The violence in April 2013 was part of a campaign of repression geared to quash growing resistance to the mine, which Tahoe feared could impede it from entering operation. By this time, over a dozen communities and municipalities in the area had held local votes in which tens of thousands of people demonstrated their disapproval of mining in this largely agricultural area. Daily protests against the project began in April 2013, after the Ministry of Energy and Mines approved the company’s final mining permit, dismissing without consideration over two hundred individual appeals that expressed concerns about the potential health and environmental impacts of the mine. Tahoe’s former chief of security, Alberto Rotondo, is accused of having ordered the attack and for obstruction of justice in Guatemala. Tahoe Resources is accused of negligence and battery in Canada. Escobal was the company’s only project at the time of this violence.
The current question before the BC Court of Appeals is whether or not the case against Tahoe Resources would be better heard in Canada or Guatemala.
Mr. García’s Canadian legal team includes the Canadian Centre for International Justice (CCIJ) and Camp Fiorante Matthews Mogerman (CFM) in Vancouver. During a webinar following the hearing, CCIJ Legal Director Matt Eisenbrandt explained the inherent power imbalance at play in the case, given the economic interests of both the company and the Guatemalan government in the mine’s operations. In favour of the case being heard in Canada, he indicated that their team has presented ample evidence about the lack of independence in the Guatemalan judicial system, including the prevalence of corruption and influence peddling, which was precisely the reason the International Commission Against Impunity in Guatemala (CICIG its initials in Spanish) was created nearly ten years ago.
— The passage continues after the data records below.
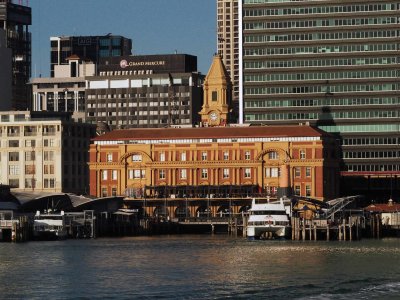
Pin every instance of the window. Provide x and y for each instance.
(137, 157)
(29, 156)
(183, 174)
(247, 155)
(204, 155)
(162, 156)
(13, 156)
(225, 173)
(13, 170)
(49, 169)
(104, 175)
(48, 155)
(183, 156)
(226, 155)
(273, 155)
(308, 191)
(272, 172)
(214, 96)
(297, 190)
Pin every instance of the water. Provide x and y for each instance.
(200, 267)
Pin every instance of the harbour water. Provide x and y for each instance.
(200, 267)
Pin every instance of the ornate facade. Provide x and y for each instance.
(221, 164)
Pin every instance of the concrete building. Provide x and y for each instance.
(145, 91)
(91, 48)
(44, 152)
(335, 65)
(15, 20)
(65, 92)
(6, 73)
(228, 44)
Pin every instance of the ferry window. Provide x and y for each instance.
(204, 155)
(308, 191)
(214, 96)
(297, 190)
(183, 156)
(162, 156)
(273, 155)
(226, 155)
(183, 174)
(226, 173)
(137, 157)
(161, 174)
(104, 175)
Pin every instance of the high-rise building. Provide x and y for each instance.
(92, 48)
(145, 91)
(228, 44)
(5, 74)
(15, 20)
(334, 64)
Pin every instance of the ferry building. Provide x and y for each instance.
(215, 168)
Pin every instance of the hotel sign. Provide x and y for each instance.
(124, 63)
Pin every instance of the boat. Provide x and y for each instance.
(49, 226)
(269, 220)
Despite the evidence, in November 2015, Justice Laura Gerow of the B.C. Supreme Court refused to accept jurisdiction over the case, ruling that Guatemala would be a better forum for the suit to be heard.
Mere weeks later, new evidence emerged as to why the case would be better heard in Canada: Tahoe’s former chief of security escaped house arrest and fled Guatemala. He was later rearrested by INTERPOL in his native Peru and a process of extradition initiated to return him to Guatemala to face trial. But it is not known when or if his trial will be able to continue. These facts were presented as new evidence in the Guatemalans’ appeal.
Eisenbrandt notes that Rotondo’s escape illustrates the systemic problems in Guatemala’s judicial system and the extraordinary difficulty that the plaintiffs face in achieving justice or compensation in Guatemala. Additionally, the suit against Rotondo does not involve Tahoe Resources, from whom the plaintiffs are also seeking justice for its role in the violence.
A decision from the three-judge panel over whether or not the case should be heard in BC could take three to six months. Whatever their decision, it is possible that it too could be appealed.